If we want to go the Celery way, does it mean we need to make the handle_workflow_node_execution_success async? Seems we cannot achieve the goal, without touching workflow_cycle_manager.py and generate_task_pipeline.py...
I’d appreciate it if you could correct me, cheers
In handle_workflow_node_execution_succes's current implementation, it will first get some execution info from DB, do some processing, then save back into DB.
This was my oversight. I should avoid reading WorkflowExecution and WorkflowNodeExecution from the database by keeping them stored in memory. I have fixed this issue in #22597. Now, the WorkflowCycleManager just needs to use the save method, and we can safely transition it to Celery.
Great! I will be working on the Celery based repositories soon.
@laipz8200 Done, updated summary, please have a look. Thanks!
Hi! I'm the autofix.ci troubleshooter bot.
It looks like you correctly set up a CI job that uses the autofix.ci GitHub Action, but the autofix.ci GitHub App has not been installed for this repository. This means that autofix.ci unfortunately does not have the permissions to fix this pull request. If you are the repository owner, please install the app and then restart the CI workflow! 😃
@laipz8200 how to trigger the above test workflow? It seems to have been stuck for days.
Hi @xinlmain, you can run unittests by using dev/pytest/pytest_unit_tests.sh
Hi @xinlmain, you can run unittests by using
dev/pytest/pytest_unit_tests.sh
@laipz8200 Thanks, I finally got it all passed…… Please help trigger the test workflow again, appreciate so much for your patience!
@laipz8200 Comments resolved. Now it looks a bit like the original in-memory repo, with an async celery path. Please help with the review, very much appreciated!
Thank you. I'll do some tests later.
@laipz8200 Hope you are doing well! How is the test going? We're kind of waiting for this PR before upgrading to the latest version.
@laipz8200 resolved conflicts, all clear now. Please help with the merge, thank you!
@laipz8200 I'm back with some feedback 🤦🏻♀️
Using the celery repository we occasionally get assert exception here:
def workflow_finish_to_stream_response(
self,
*,
session: Session,
task_id: str,
workflow_execution: WorkflowExecution,
) -> WorkflowFinishStreamResponse:
created_by = None
workflow_run = session.scalar(select(WorkflowRun).where(WorkflowRun.id == workflow_execution.id_))
**assert workflow_run is not None**
My guess is that as the writing of WorkflowRun is asynchronous, reading from DB at the end of the api session cannot be guaranteed.
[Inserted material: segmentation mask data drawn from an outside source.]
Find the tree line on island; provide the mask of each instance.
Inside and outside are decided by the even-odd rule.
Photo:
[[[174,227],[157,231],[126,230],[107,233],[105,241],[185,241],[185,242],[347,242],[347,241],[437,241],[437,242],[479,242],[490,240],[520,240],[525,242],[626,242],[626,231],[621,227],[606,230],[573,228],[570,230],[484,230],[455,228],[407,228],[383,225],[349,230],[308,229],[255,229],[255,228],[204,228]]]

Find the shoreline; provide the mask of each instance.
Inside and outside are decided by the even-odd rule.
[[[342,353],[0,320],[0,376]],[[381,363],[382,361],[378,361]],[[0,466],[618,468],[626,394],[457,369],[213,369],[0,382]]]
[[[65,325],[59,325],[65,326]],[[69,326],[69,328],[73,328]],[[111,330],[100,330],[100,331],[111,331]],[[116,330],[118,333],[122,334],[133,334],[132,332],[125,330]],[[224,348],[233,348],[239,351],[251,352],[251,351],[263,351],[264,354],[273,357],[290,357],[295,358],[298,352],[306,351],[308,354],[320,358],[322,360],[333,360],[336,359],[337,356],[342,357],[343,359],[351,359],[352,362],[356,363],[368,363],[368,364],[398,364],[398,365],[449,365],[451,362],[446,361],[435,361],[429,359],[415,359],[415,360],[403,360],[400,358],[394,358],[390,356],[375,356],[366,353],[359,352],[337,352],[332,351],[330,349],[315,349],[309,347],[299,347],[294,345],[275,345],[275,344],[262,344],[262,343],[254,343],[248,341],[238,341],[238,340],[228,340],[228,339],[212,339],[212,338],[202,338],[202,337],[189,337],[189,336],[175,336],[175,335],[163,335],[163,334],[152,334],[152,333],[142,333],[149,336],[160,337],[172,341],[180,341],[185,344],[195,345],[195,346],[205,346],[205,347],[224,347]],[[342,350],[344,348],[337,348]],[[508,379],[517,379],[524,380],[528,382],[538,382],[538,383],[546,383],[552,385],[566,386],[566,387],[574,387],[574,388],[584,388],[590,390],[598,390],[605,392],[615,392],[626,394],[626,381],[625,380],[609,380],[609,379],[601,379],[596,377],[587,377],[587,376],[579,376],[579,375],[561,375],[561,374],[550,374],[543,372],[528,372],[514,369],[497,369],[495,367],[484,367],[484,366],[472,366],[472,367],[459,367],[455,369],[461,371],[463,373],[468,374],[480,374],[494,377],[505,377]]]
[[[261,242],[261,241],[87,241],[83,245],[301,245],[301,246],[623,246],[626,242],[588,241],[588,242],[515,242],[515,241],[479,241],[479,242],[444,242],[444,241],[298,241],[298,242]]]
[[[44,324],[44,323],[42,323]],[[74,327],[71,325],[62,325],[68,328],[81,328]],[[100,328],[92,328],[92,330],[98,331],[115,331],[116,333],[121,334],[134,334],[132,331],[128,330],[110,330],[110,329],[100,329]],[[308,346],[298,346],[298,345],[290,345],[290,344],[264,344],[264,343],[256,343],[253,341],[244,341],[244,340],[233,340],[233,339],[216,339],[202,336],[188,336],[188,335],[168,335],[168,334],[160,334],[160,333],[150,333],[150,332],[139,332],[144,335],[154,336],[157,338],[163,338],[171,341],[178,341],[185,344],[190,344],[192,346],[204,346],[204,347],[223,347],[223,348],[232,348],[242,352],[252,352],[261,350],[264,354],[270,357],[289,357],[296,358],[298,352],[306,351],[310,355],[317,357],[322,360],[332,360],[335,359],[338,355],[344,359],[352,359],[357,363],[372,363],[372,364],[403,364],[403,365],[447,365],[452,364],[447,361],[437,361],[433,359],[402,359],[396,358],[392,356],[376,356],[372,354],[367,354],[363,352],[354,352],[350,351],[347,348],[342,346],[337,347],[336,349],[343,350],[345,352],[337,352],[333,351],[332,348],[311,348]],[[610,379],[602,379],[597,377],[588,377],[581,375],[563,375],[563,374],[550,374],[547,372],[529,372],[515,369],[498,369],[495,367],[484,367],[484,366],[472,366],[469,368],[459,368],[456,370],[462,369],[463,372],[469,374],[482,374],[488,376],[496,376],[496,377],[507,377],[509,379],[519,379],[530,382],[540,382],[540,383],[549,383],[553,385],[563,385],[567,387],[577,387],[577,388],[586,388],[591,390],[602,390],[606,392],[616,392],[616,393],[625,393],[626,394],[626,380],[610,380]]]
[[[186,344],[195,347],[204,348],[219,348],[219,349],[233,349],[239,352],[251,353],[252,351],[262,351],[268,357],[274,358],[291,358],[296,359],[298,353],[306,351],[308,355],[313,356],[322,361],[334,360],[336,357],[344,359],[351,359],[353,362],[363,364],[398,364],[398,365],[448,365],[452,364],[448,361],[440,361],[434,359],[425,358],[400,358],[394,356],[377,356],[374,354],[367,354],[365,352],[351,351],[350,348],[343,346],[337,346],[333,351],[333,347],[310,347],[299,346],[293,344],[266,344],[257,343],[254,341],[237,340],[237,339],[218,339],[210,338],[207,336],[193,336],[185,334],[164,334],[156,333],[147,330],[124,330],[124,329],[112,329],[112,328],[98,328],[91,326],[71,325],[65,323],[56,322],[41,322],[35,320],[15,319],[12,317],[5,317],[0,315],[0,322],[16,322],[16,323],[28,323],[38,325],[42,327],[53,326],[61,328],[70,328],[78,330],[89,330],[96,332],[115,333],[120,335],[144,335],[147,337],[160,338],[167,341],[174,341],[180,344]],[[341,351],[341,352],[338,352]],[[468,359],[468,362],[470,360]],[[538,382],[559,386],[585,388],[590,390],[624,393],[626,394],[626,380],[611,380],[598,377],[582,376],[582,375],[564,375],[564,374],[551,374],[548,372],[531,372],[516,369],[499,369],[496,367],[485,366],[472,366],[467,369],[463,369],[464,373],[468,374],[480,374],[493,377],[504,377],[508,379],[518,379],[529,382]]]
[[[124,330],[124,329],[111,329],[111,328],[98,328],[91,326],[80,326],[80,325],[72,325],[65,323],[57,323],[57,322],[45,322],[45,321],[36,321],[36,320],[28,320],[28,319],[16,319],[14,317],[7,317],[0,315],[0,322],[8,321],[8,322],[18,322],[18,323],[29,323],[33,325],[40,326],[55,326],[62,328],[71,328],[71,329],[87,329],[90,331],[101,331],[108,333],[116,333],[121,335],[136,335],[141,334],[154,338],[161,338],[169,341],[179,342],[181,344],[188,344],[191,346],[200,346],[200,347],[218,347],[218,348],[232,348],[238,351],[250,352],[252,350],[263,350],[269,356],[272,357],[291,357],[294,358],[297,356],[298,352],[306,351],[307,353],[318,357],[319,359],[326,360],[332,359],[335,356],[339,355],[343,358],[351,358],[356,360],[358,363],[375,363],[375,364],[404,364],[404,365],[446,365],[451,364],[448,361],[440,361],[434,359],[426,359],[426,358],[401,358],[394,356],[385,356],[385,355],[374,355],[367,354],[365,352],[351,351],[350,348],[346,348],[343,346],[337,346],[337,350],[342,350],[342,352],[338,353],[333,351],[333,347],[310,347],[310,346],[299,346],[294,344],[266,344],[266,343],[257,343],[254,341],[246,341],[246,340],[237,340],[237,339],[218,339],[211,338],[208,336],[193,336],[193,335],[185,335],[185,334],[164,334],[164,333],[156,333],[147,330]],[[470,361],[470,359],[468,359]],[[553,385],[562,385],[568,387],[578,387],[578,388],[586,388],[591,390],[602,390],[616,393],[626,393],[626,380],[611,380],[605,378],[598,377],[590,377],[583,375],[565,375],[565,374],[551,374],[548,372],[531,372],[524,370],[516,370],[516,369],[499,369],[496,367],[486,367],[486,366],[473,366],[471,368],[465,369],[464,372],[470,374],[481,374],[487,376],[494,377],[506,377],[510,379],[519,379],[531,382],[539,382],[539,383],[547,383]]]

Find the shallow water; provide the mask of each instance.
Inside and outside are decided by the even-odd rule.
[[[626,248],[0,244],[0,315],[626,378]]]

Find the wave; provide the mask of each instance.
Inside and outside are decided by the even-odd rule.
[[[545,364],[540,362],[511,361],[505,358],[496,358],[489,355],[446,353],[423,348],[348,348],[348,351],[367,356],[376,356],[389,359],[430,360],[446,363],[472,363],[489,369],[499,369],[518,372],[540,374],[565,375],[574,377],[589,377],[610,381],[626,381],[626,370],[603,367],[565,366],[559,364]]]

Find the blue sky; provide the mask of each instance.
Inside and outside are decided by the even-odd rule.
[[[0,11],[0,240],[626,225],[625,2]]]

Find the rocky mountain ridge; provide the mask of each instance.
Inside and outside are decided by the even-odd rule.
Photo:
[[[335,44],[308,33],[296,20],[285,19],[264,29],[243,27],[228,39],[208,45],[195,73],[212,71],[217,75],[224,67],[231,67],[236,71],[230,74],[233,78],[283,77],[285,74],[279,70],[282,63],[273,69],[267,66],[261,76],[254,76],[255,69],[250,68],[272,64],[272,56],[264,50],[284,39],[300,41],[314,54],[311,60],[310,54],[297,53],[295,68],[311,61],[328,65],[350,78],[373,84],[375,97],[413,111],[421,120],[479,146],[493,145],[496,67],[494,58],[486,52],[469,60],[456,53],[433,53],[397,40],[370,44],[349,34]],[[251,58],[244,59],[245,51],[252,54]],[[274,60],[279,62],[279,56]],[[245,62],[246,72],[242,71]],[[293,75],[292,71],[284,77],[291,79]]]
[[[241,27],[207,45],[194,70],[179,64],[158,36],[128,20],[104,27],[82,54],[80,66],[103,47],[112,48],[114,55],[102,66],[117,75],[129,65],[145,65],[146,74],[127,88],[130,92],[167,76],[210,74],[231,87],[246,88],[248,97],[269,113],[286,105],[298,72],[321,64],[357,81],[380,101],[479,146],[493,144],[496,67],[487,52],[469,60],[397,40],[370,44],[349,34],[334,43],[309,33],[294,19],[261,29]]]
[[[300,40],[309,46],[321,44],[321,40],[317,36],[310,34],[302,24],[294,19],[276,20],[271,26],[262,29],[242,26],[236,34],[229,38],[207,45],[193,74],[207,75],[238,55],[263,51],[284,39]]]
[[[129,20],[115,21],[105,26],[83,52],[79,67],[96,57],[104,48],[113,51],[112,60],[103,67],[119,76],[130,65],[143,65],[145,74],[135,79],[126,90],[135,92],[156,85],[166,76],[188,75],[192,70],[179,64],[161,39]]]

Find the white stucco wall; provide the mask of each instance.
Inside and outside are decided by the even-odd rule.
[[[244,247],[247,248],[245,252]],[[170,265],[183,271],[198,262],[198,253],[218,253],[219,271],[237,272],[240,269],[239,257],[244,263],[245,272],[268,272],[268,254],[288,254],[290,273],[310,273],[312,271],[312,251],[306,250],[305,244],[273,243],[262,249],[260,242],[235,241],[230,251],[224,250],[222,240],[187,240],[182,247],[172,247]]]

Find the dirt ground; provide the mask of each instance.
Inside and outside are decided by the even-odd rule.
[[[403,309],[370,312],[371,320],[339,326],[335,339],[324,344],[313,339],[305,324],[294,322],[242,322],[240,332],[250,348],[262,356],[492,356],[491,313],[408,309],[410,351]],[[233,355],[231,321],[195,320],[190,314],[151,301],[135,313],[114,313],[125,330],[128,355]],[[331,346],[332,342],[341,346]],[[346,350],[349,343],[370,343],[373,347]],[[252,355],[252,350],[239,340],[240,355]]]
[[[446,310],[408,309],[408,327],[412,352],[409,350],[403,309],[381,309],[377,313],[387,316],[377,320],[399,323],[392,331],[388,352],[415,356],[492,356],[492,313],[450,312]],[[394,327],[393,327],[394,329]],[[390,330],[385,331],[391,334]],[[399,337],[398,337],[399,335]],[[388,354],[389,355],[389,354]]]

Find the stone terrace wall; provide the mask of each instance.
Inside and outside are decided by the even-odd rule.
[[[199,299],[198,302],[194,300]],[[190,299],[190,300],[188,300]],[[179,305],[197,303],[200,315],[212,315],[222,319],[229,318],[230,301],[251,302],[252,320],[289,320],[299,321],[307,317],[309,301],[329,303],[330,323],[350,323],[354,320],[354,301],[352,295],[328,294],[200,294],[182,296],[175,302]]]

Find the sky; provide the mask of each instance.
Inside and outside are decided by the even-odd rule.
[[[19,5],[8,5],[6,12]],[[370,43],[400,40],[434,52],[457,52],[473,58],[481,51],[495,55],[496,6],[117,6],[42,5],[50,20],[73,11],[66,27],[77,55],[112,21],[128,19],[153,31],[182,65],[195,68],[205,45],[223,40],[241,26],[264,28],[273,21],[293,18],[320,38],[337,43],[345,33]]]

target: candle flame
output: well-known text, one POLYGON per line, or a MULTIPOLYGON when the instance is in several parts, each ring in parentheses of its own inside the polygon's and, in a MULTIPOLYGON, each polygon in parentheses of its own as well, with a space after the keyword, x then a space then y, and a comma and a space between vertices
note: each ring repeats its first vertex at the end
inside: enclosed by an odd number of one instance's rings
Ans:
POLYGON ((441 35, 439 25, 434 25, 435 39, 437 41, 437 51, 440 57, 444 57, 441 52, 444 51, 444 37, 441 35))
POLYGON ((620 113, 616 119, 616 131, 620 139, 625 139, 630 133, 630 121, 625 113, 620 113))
If that's true, should we modify this method to fit this situation?
@laipz8200 I'm back with some feedback 🤦🏻♀️
Using the celery repository we occasionally get assert exception here:
def workflow_finish_to_stream_response( self, *, session: Session, task_id: str, workflow_execution: WorkflowExecution, ) -> WorkflowFinishStreamResponse: created_by = None workflow_run = session.scalar(select(WorkflowRun).where(WorkflowRun.id == workflow_execution.id_)) **assert workflow_run is not None**My guess is that as the writing of WorkflowRun is asynchronous, reading from DB at the end of the api session cannot be guaranteed. If that's true, should we modify this method to fit this situation?
I implemented a fix that removes the dependency of DB: https://github.com/langgenius/dify/pull/24674
Why did the speed slow down during my test? Is there a specific performance test report?
Celery based repositories were not enabled by default in 1.8.1 release?